Disclaimers: "The Pretender" and its characters do not belong to me they belong to TNT and NBC and are being used without permission. Please don't sue because I have no money.
Someday I would like just to stay in one spot and not leave. Someday I would like just to be me, but I don't know who I am. I can be many people, but not me. Never me. I can be a firefighter, an accountant, a Doctor, a lawyer, but what about me? Someday I would like to stop running and start living. Someday I would like the life that was taken from me. Someday maybe there might be a day where I can be with the family that I was taken from, but not today. Never Today.
Someday I would like to just stay home instead of running off to every little town to find Jarod. Someday I would like just to lay around the house to watch T.V. and read a book. Someday I would like to leave the Centre. Someday I would like to have my dad say he's proud of me and that he loves me, but not today. Never today.
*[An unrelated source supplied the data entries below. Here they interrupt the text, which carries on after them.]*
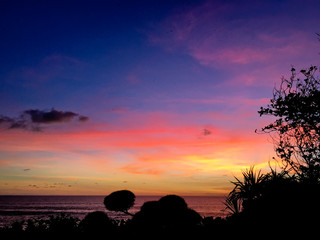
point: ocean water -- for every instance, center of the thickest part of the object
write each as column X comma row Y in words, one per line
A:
column 17, row 208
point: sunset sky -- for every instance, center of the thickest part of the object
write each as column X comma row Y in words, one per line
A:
column 158, row 97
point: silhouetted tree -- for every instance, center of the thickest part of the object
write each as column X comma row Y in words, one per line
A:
column 120, row 201
column 296, row 106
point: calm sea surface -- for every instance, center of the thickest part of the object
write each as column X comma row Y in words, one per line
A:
column 16, row 208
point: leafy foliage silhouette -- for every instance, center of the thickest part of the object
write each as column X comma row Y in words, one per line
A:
column 296, row 130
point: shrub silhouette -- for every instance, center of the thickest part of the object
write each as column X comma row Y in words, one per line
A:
column 295, row 131
column 169, row 214
column 120, row 201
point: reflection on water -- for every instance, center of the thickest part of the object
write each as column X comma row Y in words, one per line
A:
column 16, row 208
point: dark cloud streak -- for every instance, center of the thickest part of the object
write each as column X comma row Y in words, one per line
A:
column 33, row 119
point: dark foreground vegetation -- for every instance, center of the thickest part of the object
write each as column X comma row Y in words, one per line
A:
column 281, row 203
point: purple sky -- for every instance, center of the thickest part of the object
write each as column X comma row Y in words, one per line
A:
column 153, row 96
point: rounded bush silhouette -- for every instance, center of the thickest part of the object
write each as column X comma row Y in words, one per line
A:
column 119, row 201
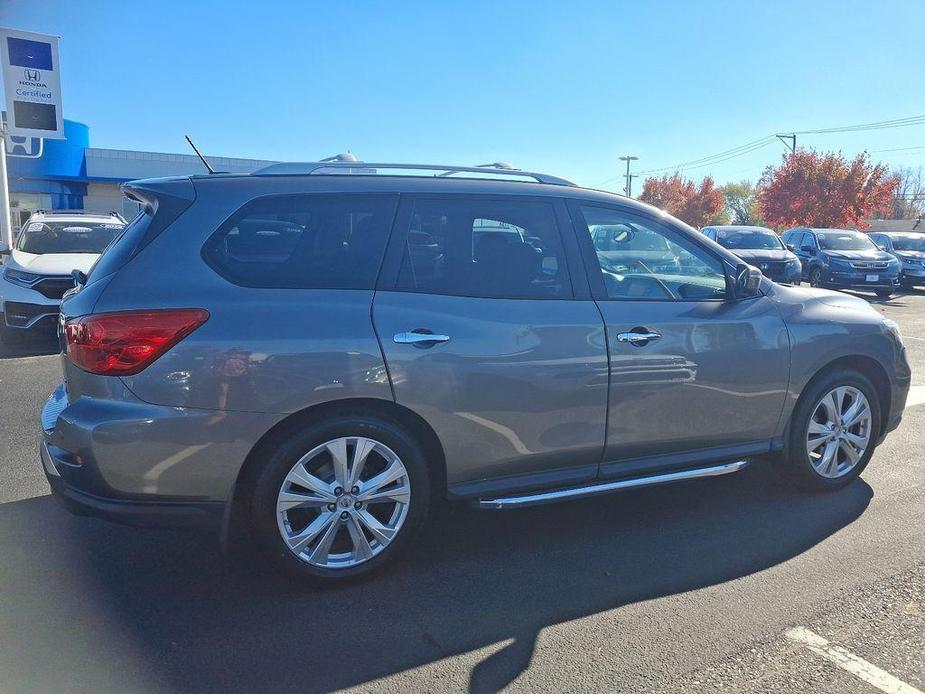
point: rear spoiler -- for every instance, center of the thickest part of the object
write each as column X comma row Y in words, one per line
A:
column 163, row 199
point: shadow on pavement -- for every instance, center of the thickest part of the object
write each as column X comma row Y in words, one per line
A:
column 128, row 609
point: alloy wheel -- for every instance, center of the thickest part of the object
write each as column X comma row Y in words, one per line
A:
column 343, row 502
column 839, row 432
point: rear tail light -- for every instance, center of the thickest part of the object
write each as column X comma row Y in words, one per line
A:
column 126, row 342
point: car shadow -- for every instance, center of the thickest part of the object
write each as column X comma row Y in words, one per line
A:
column 140, row 609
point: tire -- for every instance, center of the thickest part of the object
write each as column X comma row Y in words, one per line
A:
column 815, row 277
column 336, row 554
column 798, row 465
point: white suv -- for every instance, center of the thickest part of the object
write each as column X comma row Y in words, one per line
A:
column 37, row 270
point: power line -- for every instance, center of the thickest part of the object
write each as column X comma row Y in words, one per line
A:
column 755, row 145
column 897, row 149
column 879, row 125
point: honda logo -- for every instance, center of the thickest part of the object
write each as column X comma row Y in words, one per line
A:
column 26, row 147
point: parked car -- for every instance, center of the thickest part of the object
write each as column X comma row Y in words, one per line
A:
column 843, row 259
column 310, row 360
column 37, row 271
column 759, row 247
column 909, row 250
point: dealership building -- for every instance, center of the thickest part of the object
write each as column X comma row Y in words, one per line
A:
column 68, row 174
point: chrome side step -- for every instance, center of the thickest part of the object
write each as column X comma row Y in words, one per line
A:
column 607, row 487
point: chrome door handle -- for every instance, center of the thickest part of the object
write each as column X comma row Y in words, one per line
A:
column 638, row 339
column 417, row 338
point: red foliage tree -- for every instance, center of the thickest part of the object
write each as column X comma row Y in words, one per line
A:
column 824, row 190
column 682, row 198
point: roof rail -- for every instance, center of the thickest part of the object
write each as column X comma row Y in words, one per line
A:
column 74, row 213
column 360, row 168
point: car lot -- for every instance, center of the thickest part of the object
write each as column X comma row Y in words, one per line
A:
column 683, row 588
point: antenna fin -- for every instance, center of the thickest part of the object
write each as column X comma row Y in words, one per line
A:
column 199, row 154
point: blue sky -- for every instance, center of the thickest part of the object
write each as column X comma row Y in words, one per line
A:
column 560, row 87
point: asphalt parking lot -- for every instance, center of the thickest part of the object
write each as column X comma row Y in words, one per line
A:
column 695, row 587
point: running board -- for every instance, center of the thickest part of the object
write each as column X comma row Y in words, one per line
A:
column 607, row 487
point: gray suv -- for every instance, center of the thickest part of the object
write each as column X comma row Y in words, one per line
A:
column 311, row 356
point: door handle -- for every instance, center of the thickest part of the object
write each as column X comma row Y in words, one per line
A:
column 416, row 337
column 638, row 339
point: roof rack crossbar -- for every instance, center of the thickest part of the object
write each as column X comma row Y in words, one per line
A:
column 361, row 168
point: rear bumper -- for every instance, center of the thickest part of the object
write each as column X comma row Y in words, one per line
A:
column 132, row 462
column 163, row 514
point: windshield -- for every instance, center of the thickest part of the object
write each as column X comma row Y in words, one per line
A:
column 67, row 237
column 749, row 238
column 908, row 243
column 847, row 241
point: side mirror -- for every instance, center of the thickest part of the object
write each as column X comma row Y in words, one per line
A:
column 744, row 282
column 622, row 235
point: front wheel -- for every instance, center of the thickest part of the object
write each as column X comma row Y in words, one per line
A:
column 833, row 431
column 340, row 498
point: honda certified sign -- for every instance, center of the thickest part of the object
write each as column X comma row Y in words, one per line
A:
column 32, row 83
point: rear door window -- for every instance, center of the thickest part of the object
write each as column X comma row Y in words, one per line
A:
column 304, row 241
column 491, row 248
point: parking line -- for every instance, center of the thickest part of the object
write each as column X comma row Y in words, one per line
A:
column 916, row 396
column 849, row 662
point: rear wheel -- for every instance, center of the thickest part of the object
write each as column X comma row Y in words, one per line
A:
column 833, row 432
column 340, row 498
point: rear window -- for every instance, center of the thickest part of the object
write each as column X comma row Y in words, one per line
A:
column 304, row 242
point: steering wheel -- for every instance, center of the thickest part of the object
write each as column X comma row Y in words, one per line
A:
column 655, row 278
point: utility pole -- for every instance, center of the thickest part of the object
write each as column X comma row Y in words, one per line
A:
column 628, row 188
column 793, row 141
column 6, row 233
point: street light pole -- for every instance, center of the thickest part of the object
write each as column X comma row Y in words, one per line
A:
column 628, row 188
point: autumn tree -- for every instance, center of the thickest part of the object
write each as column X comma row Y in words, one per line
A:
column 909, row 196
column 698, row 205
column 742, row 203
column 824, row 190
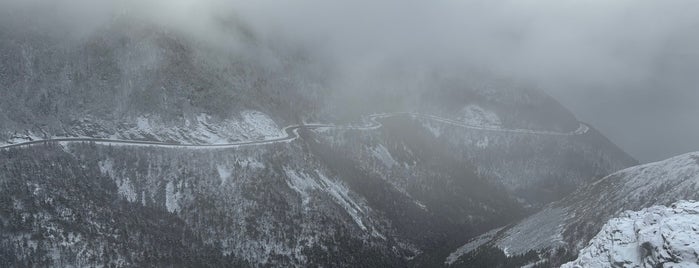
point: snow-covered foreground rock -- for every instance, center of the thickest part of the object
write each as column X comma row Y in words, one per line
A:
column 654, row 237
column 560, row 230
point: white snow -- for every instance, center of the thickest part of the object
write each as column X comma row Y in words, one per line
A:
column 224, row 173
column 654, row 237
column 476, row 116
column 172, row 198
column 126, row 190
column 304, row 184
column 381, row 153
column 471, row 246
column 106, row 167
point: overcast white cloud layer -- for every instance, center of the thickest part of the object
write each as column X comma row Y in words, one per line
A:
column 636, row 60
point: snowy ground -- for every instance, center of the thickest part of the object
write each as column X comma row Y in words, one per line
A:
column 654, row 237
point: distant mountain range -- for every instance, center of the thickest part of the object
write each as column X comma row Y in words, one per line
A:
column 474, row 152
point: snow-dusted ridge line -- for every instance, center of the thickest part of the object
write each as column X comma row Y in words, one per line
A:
column 292, row 134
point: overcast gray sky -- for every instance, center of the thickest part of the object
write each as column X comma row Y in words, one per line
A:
column 629, row 67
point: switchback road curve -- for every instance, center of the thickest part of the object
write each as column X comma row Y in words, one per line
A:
column 291, row 134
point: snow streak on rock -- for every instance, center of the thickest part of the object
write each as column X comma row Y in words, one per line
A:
column 654, row 237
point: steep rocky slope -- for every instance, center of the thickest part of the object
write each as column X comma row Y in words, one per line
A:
column 406, row 193
column 562, row 228
column 654, row 237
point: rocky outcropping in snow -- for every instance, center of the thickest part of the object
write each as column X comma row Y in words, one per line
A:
column 569, row 224
column 654, row 237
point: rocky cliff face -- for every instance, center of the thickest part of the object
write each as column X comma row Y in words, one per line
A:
column 654, row 237
column 561, row 229
column 405, row 193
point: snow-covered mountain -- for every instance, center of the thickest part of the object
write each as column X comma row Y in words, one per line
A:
column 658, row 236
column 486, row 153
column 561, row 229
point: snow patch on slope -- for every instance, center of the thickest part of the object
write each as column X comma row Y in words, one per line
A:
column 305, row 184
column 471, row 246
column 172, row 198
column 477, row 116
column 380, row 152
column 654, row 237
column 224, row 173
column 200, row 129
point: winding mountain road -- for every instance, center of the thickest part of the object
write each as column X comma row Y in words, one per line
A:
column 292, row 134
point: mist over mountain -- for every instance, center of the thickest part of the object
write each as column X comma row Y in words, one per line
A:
column 313, row 133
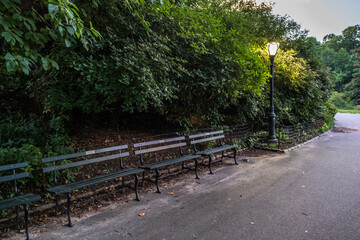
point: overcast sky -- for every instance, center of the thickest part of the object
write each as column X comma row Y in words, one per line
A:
column 320, row 17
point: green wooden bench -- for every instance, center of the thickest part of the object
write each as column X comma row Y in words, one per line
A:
column 91, row 157
column 217, row 136
column 144, row 148
column 18, row 199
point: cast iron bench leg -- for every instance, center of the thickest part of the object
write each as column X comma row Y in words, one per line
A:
column 235, row 157
column 136, row 183
column 143, row 180
column 17, row 218
column 210, row 159
column 69, row 210
column 26, row 209
column 122, row 184
column 57, row 206
column 157, row 181
column 196, row 165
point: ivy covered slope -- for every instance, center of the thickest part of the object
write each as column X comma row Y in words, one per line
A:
column 194, row 63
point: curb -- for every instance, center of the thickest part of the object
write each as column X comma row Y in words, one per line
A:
column 296, row 146
column 304, row 143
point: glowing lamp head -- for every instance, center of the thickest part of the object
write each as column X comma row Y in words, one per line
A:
column 272, row 48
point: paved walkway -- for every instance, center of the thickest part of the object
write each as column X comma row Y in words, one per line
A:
column 309, row 193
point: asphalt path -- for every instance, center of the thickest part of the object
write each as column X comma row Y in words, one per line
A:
column 312, row 192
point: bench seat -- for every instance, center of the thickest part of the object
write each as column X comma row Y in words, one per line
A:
column 18, row 200
column 79, row 159
column 216, row 150
column 205, row 138
column 147, row 150
column 168, row 162
column 60, row 189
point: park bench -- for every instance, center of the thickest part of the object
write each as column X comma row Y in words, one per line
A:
column 144, row 149
column 84, row 158
column 18, row 199
column 205, row 138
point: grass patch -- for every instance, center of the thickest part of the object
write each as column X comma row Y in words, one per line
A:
column 348, row 111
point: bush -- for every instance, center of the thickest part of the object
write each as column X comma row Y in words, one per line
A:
column 340, row 101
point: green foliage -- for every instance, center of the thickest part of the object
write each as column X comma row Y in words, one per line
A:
column 349, row 111
column 341, row 54
column 193, row 63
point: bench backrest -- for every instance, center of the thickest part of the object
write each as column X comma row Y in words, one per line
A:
column 159, row 145
column 205, row 137
column 92, row 157
column 14, row 176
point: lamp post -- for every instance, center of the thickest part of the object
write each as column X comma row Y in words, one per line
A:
column 272, row 48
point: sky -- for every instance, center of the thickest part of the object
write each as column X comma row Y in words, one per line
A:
column 320, row 17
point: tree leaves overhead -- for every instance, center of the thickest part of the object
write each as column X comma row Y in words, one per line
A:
column 190, row 61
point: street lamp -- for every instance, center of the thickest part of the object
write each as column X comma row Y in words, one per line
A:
column 272, row 48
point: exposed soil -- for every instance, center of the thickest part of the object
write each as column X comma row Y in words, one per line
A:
column 344, row 130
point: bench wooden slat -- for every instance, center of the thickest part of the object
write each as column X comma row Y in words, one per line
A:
column 143, row 144
column 207, row 139
column 14, row 177
column 217, row 149
column 81, row 154
column 60, row 189
column 18, row 200
column 205, row 134
column 13, row 166
column 85, row 162
column 159, row 148
column 169, row 161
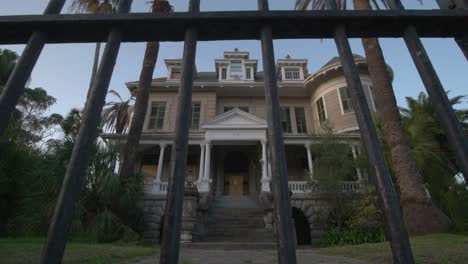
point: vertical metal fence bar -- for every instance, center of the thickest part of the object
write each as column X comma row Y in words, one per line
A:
column 19, row 77
column 58, row 230
column 170, row 243
column 444, row 111
column 396, row 230
column 463, row 40
column 283, row 216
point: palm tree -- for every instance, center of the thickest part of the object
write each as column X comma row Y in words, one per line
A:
column 421, row 216
column 94, row 7
column 433, row 154
column 116, row 116
column 142, row 96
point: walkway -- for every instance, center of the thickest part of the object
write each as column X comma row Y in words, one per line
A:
column 212, row 256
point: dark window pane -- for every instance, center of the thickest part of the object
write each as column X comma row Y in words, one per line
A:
column 195, row 117
column 321, row 110
column 300, row 120
column 286, row 119
column 157, row 115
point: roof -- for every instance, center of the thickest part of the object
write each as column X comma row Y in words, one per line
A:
column 336, row 60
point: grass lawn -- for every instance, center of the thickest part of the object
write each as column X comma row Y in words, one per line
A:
column 28, row 250
column 440, row 249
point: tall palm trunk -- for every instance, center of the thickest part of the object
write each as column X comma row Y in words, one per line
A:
column 421, row 216
column 97, row 52
column 141, row 102
column 139, row 111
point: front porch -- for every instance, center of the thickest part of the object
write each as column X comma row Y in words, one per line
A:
column 232, row 158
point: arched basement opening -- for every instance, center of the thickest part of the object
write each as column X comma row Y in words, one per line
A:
column 302, row 227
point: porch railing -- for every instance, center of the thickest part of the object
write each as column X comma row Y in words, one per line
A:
column 156, row 187
column 342, row 187
column 262, row 24
column 294, row 186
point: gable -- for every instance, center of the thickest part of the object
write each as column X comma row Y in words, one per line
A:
column 235, row 118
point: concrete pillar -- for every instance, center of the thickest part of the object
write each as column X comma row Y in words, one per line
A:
column 265, row 181
column 202, row 162
column 160, row 162
column 309, row 161
column 204, row 184
column 358, row 170
column 190, row 211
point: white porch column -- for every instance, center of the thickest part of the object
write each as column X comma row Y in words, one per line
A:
column 309, row 161
column 202, row 162
column 204, row 184
column 160, row 162
column 358, row 170
column 265, row 179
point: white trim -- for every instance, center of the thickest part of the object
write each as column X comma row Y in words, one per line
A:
column 324, row 108
column 170, row 72
column 346, row 129
column 371, row 95
column 300, row 70
column 341, row 101
column 213, row 123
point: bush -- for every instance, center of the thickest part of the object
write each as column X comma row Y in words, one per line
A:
column 349, row 235
column 359, row 220
column 106, row 210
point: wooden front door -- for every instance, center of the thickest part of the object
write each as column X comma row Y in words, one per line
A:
column 236, row 185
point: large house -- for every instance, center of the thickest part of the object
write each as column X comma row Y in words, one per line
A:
column 228, row 144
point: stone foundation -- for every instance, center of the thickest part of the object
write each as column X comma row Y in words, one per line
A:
column 153, row 211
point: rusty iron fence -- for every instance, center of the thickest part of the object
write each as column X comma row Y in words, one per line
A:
column 265, row 25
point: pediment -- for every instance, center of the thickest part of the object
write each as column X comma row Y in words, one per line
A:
column 235, row 118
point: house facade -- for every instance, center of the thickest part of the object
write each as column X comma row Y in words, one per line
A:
column 228, row 143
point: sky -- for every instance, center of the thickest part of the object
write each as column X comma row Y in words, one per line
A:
column 64, row 69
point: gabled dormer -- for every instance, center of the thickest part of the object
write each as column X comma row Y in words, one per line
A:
column 236, row 66
column 174, row 69
column 291, row 70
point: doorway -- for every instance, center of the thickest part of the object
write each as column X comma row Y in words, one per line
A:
column 236, row 167
column 236, row 185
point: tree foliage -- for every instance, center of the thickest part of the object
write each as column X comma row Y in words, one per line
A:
column 435, row 158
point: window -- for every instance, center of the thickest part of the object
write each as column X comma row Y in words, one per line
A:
column 372, row 96
column 175, row 72
column 248, row 73
column 195, row 117
column 346, row 102
column 292, row 74
column 321, row 110
column 157, row 115
column 300, row 120
column 286, row 119
column 244, row 108
column 236, row 70
column 223, row 73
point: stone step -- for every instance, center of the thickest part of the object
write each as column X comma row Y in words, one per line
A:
column 228, row 245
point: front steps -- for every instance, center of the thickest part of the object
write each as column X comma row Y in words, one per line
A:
column 236, row 222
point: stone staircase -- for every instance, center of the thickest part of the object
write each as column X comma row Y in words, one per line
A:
column 236, row 222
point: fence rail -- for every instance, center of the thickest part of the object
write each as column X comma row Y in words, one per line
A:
column 263, row 24
column 139, row 27
column 342, row 187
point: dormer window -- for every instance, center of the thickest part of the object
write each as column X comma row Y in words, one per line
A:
column 236, row 70
column 175, row 72
column 248, row 73
column 223, row 75
column 292, row 74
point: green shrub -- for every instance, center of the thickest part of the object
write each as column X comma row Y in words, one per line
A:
column 336, row 236
column 356, row 220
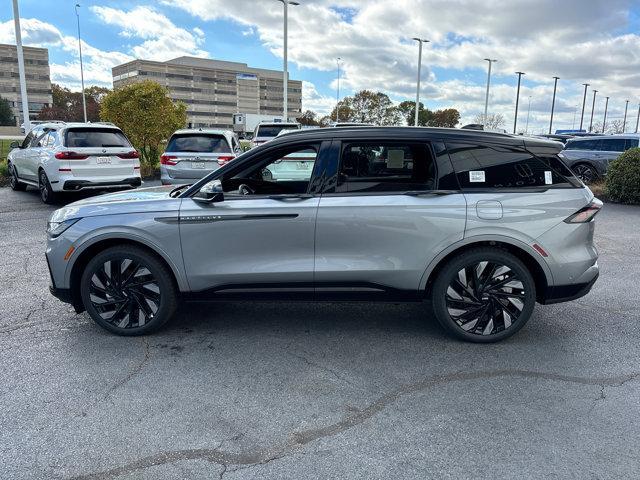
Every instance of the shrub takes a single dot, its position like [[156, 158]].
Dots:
[[623, 178]]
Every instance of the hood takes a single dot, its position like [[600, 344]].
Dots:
[[153, 199]]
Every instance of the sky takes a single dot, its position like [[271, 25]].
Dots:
[[580, 41]]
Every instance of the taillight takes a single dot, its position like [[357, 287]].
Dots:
[[168, 160], [225, 159], [70, 156], [585, 214]]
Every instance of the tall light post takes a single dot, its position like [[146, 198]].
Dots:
[[84, 101], [593, 106], [285, 73], [584, 101], [515, 120], [553, 102], [486, 99], [420, 42], [338, 91], [23, 81]]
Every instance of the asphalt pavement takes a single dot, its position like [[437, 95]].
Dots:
[[315, 391]]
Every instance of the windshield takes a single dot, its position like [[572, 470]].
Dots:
[[98, 137], [198, 142], [273, 130]]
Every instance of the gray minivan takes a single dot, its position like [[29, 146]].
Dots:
[[589, 157]]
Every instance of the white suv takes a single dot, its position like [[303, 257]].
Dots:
[[63, 157]]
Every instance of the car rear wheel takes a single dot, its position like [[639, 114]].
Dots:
[[483, 295], [13, 180], [47, 195], [128, 291], [586, 173]]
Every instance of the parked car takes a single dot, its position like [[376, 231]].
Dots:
[[266, 131], [67, 157], [192, 154], [589, 157], [482, 224]]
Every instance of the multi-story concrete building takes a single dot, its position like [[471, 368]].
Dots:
[[214, 90], [36, 66]]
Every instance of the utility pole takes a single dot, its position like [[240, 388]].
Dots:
[[23, 82], [553, 102], [515, 120], [584, 101], [593, 106]]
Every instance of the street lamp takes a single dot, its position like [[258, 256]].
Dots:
[[553, 102], [420, 42], [584, 100], [515, 120], [84, 101], [593, 106], [23, 81], [486, 99], [285, 74]]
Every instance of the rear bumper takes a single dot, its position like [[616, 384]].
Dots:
[[75, 185]]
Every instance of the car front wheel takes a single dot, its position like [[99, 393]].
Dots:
[[128, 291], [483, 295]]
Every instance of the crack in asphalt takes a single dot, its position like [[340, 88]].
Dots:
[[299, 439]]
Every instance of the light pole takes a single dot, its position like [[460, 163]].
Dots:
[[338, 92], [553, 102], [23, 82], [84, 101], [486, 99], [584, 101], [515, 120], [593, 106], [420, 42], [285, 73]]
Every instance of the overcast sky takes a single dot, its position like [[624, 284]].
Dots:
[[581, 41]]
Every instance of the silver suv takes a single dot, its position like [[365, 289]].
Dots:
[[589, 157], [483, 224]]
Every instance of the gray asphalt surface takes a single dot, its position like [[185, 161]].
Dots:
[[292, 391]]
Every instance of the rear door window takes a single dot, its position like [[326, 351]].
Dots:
[[198, 143], [95, 138]]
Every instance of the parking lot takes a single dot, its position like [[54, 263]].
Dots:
[[298, 390]]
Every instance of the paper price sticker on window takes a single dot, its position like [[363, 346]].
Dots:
[[476, 176]]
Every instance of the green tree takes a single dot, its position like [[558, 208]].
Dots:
[[146, 114], [6, 115]]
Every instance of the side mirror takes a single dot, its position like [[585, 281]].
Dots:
[[210, 193]]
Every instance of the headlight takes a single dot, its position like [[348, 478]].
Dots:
[[55, 229]]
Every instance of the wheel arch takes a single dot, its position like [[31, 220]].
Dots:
[[539, 269]]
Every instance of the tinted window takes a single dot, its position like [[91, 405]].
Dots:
[[200, 143], [98, 137], [385, 167], [612, 144], [273, 130], [494, 166]]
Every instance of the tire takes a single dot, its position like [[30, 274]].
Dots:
[[482, 308], [134, 307], [15, 184], [586, 173], [47, 195]]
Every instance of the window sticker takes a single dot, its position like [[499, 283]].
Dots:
[[476, 176]]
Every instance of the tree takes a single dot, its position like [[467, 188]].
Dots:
[[6, 115], [146, 114], [368, 107], [494, 121]]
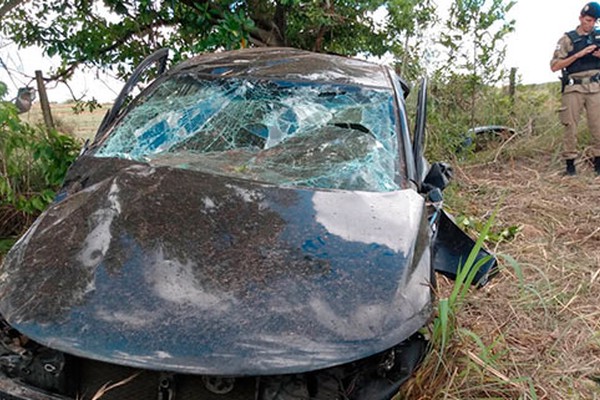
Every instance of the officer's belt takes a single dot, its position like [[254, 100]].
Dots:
[[580, 81]]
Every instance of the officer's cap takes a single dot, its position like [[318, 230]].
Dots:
[[592, 9]]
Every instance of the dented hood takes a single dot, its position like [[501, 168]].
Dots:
[[180, 270]]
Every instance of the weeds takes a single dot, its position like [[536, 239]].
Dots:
[[460, 364]]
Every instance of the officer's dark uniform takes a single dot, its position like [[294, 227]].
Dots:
[[581, 89]]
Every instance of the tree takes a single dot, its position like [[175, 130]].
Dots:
[[115, 35]]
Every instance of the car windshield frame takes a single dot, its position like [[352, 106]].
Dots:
[[286, 132]]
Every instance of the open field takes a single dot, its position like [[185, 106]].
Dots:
[[534, 331]]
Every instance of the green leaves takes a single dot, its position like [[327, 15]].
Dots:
[[117, 35]]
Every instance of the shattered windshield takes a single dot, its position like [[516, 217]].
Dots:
[[285, 133]]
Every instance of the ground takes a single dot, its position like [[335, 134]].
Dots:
[[534, 331], [535, 336]]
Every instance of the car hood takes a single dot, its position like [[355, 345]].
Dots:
[[179, 270]]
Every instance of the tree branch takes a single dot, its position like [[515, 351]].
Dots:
[[9, 6]]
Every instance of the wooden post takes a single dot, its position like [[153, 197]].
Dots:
[[44, 100]]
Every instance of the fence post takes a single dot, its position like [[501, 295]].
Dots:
[[44, 100]]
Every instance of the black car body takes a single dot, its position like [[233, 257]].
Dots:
[[256, 224]]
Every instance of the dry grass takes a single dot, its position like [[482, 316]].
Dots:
[[82, 125], [535, 339], [539, 339]]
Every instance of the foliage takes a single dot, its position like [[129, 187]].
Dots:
[[33, 162], [465, 95], [116, 35]]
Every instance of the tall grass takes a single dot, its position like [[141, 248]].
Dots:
[[460, 364], [33, 163]]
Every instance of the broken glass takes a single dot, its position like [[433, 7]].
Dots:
[[285, 133]]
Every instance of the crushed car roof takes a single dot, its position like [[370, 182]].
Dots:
[[288, 63]]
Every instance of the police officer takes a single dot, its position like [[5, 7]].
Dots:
[[577, 54]]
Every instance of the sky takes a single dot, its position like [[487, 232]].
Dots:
[[539, 25]]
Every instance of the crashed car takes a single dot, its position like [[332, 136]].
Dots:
[[255, 224]]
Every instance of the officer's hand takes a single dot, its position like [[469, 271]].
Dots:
[[591, 48]]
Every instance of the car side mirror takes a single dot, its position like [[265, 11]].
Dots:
[[437, 178]]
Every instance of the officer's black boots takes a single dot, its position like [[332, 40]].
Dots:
[[571, 167]]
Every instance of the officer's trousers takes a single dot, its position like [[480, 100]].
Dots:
[[573, 102]]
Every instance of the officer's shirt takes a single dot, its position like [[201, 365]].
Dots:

Someday I would like to stay at home and read one of my books. Someday I would like just to sit back and relax and do nothing. Maybe I'll even go visit Michelle and Nicholas without being afraid that I'll endanger them. Someday I would like to tell Jarod I love him like a son and go fishing with him, but not today. Never Today.
Someday I would like not to go looking for a man that doesn't want to be found. Someday I want to not to be inside the Centre where I have to be afraid all the time. Someday I want not to be afraid of my daughter's life might be threatened by the Centre, but not today. Never today.